TITinadaniaThemenstarter30 Beiträge · seit 201816. Okt. 2018 · #1Hallo zusammen,
seit Wochen lese ich wie eine Verrückte in eurem Forum, um unsere erste Namibia Reise für September/Oktober 2019 zu planen.
Viele Hinweise und Tipps konnte ich bereits nutzen (danke dafür, dass ihr alle so fleißig postet und von euren Erfahrungen berichtet), dennoch habe ich jetzt noch eine Frage, was die Route im Etosha betrifft. Wäre toll, wenn ihr mir da helfen könntet und eure Erfahrung teilen würdet.

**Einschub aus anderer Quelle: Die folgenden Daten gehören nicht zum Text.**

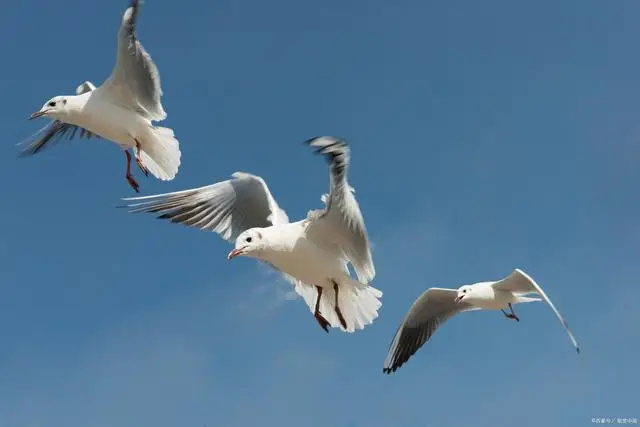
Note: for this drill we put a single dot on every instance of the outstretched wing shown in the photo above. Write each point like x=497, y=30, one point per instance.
x=340, y=224
x=426, y=315
x=56, y=130
x=521, y=283
x=227, y=208
x=134, y=83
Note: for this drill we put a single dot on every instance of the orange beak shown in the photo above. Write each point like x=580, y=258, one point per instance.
x=36, y=115
x=234, y=253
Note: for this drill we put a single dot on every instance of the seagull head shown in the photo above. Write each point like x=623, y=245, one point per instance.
x=463, y=292
x=54, y=108
x=248, y=243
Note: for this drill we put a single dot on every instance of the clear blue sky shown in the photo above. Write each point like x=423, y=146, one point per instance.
x=485, y=136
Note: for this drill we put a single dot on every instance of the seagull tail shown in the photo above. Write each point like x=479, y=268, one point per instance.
x=161, y=153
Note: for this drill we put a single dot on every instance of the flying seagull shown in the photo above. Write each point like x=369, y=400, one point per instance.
x=121, y=110
x=436, y=305
x=312, y=254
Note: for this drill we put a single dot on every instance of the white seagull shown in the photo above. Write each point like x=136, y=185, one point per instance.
x=436, y=305
x=313, y=254
x=121, y=110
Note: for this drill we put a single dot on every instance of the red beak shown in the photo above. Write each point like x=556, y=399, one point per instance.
x=36, y=115
x=234, y=253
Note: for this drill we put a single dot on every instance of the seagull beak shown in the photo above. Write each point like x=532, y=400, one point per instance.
x=37, y=114
x=234, y=253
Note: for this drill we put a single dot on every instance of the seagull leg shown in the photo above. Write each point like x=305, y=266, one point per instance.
x=132, y=182
x=338, y=312
x=142, y=167
x=316, y=313
x=511, y=315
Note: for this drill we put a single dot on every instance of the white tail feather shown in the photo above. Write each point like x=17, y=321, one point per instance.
x=161, y=153
x=522, y=299
x=359, y=303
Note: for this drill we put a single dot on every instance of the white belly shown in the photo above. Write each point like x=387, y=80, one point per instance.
x=308, y=263
x=112, y=122
x=498, y=300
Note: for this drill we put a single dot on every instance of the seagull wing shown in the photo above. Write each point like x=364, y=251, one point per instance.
x=135, y=81
x=518, y=282
x=227, y=208
x=55, y=131
x=341, y=225
x=426, y=315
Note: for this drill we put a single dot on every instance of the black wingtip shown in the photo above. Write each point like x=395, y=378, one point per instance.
x=310, y=140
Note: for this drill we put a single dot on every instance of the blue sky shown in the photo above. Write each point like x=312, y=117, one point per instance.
x=485, y=136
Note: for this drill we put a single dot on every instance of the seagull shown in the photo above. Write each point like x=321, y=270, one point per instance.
x=121, y=110
x=312, y=254
x=436, y=305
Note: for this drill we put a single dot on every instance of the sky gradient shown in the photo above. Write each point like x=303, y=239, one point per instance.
x=485, y=136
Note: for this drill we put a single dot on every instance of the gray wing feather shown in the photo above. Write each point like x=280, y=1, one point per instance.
x=135, y=80
x=426, y=315
x=519, y=282
x=341, y=223
x=227, y=208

Generell sieht unsere aktuell geplante Route so aus:
21.09.: Ankunft Windhoek (Mietwagen abholen)
22.09.: Weiterfahrt Kalahari zur Bagatelle Kalahari Game Ranch.

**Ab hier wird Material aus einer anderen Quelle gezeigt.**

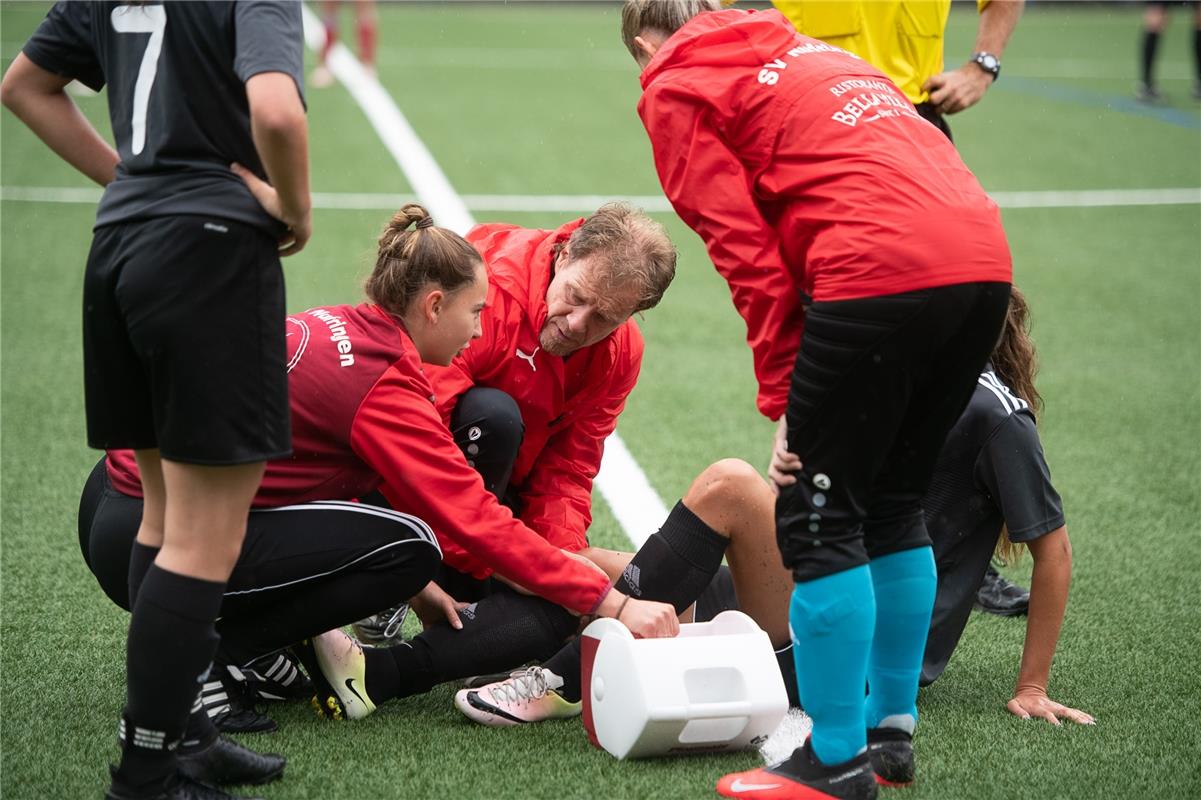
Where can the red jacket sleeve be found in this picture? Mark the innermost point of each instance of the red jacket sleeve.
(399, 434)
(710, 190)
(556, 500)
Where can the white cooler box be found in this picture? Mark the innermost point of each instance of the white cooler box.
(715, 687)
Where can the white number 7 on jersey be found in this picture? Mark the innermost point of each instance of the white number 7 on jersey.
(142, 19)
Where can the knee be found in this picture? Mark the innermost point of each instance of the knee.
(727, 489)
(487, 412)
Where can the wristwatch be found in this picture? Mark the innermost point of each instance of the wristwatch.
(989, 63)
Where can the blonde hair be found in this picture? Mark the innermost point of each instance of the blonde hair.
(632, 251)
(414, 252)
(663, 16)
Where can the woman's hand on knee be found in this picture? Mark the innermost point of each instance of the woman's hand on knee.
(1035, 703)
(645, 619)
(783, 465)
(432, 604)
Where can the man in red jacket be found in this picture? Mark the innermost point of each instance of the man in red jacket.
(527, 417)
(873, 275)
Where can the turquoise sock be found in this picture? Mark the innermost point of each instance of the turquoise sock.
(831, 620)
(904, 592)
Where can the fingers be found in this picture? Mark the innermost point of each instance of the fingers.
(1015, 708)
(292, 244)
(254, 181)
(1076, 715)
(1049, 715)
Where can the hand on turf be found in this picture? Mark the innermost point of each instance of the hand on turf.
(432, 604)
(299, 225)
(783, 464)
(1035, 703)
(956, 90)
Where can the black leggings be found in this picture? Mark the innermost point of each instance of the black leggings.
(303, 569)
(877, 386)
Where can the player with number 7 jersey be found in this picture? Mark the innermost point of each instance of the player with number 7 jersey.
(184, 347)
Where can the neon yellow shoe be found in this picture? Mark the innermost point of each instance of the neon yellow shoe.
(526, 696)
(336, 666)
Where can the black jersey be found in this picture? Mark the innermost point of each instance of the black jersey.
(990, 473)
(177, 100)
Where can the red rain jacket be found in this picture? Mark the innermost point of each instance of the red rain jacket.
(806, 169)
(363, 418)
(568, 405)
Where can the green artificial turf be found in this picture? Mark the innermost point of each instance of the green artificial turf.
(539, 99)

23.09. Weiterfahrt nach Sesriem/ Sossusvlei
24.09.: Namib Naukluft Park/Sossusvlei
25.09.: Weiterfahrt nach Swakopmund
26.09: Swakop
27.09.: Swakop bzw. Ausflug nach Walvis Bay
28.09.: Fahrt zur Vingerklip Lodge
29.09.: Fahrt nach Etosha
30.09.: Etosha
01.10.: Etosha
02.10.: Etosha
03.10.: Weiterfahrt Rtg. Watenberg
04.10: Weiterfahrt nach Windhoek
05.10.: Abflug abends Windhoek
Da wir von Westen kommen (Vingerklip Lodge) die Frage: macht es Sinn, die erste Nacht außerhalb (westlich) zu übernachten und nur nachmittags noch in den Etosha zu fahren?
Die zweite Nacht dann innerhalb des Etosha NP und zwar mit einem Chalet im Okaujejo Camp und die dritte Nacht wieder außerhalb ? Oder ist doch das Halali Camp die bessere Wahl? Ich bin bezüglich Etosha echt überfordert, obwohl ich jetzt schon so viel darüber gelesen habe. Sorry, wenn euch die "Ersttäter" sicherlich immer wieder die viel gestellten Fragen stellen... 😉
Freue mich sehr über eure Anregungen. Außerdem benötige ich noch eine aktuelle Unterkunftsempfehlung für Swakopmund, aber das poste ich in einem separatem Thread.
Vielen Dank schon mal vorab und viele Grüße
Tina
MAMarkus6151'042 Beiträge · seit 201616. Okt. 2018 · #2Hallo Tina,
Tinadania schrieb:
macht es Sinn, die erste Nacht außerhalb (westlich) zu übernachten und nur nachmittags noch in den Etosha zu fahren?
meiner Meinung nach macht das gar keinen Sinn. Ich würde schauen, dass ich in Okaukuejo für 2 Nächte etwas finde. Am Besten die Waterhole Chalets, damit man das Wasserloch auch richtig geniesen kann.
Tinadania schrieb:
Oder ist doch das Halali Camp die bessere Wahl?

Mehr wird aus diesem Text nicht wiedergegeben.